KEY POINTS:
Asciano
The stevedore and rail group Asciano is trying to reassure the market that its unpopular plan to mount a takeover bid for Brambles could change.
Asciano said it no longer saw its 4.1 per cent holding in the pallet-owning Brambles as a long-term investment.
Investors have been concerned and puzzled over AIO's takeover designs on a company more than three times Asciano's value.
The deal would require debt and Asciano already faces an estimated $50 million in interest costs on holding on to its Brambles stake.
Asciano has been designed as a utility-type investment offering reliable income streams. This makes it less appealing to New Zealand investors as franking credits do not transfer over.
Warehouse
Shares in The Warehouse slumped on fears that the Commerce Commission could appeal against a High Court decision allowing supermarket companies Foodstuffs and Woolworths to bid for the Red Sheds.
The prospect of this happening appeared in a law firm's newsletter, quickly setting off a sell down in Warehouse stock.
The Warehouse would be a great investment at lower price levels but, at the present price, it carries a takeover premium in the shares that will disappear if no takeover takes place.
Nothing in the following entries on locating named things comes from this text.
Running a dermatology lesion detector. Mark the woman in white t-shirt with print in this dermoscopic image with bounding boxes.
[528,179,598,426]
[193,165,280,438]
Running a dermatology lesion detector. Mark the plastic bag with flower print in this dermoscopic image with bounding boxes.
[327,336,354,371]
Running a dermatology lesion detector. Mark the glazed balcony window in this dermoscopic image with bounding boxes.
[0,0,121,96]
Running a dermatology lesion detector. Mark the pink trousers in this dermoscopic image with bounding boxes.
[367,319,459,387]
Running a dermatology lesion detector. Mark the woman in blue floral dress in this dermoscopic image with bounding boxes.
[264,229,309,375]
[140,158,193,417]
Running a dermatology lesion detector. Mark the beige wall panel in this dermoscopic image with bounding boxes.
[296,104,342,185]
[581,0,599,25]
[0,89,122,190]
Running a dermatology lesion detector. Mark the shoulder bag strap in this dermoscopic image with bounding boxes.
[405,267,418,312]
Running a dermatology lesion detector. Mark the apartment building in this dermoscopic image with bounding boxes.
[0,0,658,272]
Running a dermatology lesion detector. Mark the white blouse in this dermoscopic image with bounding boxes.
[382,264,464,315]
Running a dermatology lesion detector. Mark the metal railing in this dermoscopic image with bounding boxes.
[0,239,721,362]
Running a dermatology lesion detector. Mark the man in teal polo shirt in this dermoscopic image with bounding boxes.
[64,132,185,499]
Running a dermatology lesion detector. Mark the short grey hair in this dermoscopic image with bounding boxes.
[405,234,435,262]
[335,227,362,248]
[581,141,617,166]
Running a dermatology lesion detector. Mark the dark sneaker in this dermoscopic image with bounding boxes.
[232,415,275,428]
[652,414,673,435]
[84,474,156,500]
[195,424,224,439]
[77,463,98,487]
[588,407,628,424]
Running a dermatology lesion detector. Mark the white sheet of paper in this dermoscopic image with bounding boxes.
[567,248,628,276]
However, there is a chance the takeover will occur.
Woolworths and Foodstuffs, which each own 10 per cent stakes in The Warehouse, are already in negotiations with The Warehouse board and its founder and 53 per cent shareholder, Stephen Tindall.
It would be a pity if The Warehouse disappeared from the sharemarket because it is among our most powerful brands and a good cash generator from its sprawling network.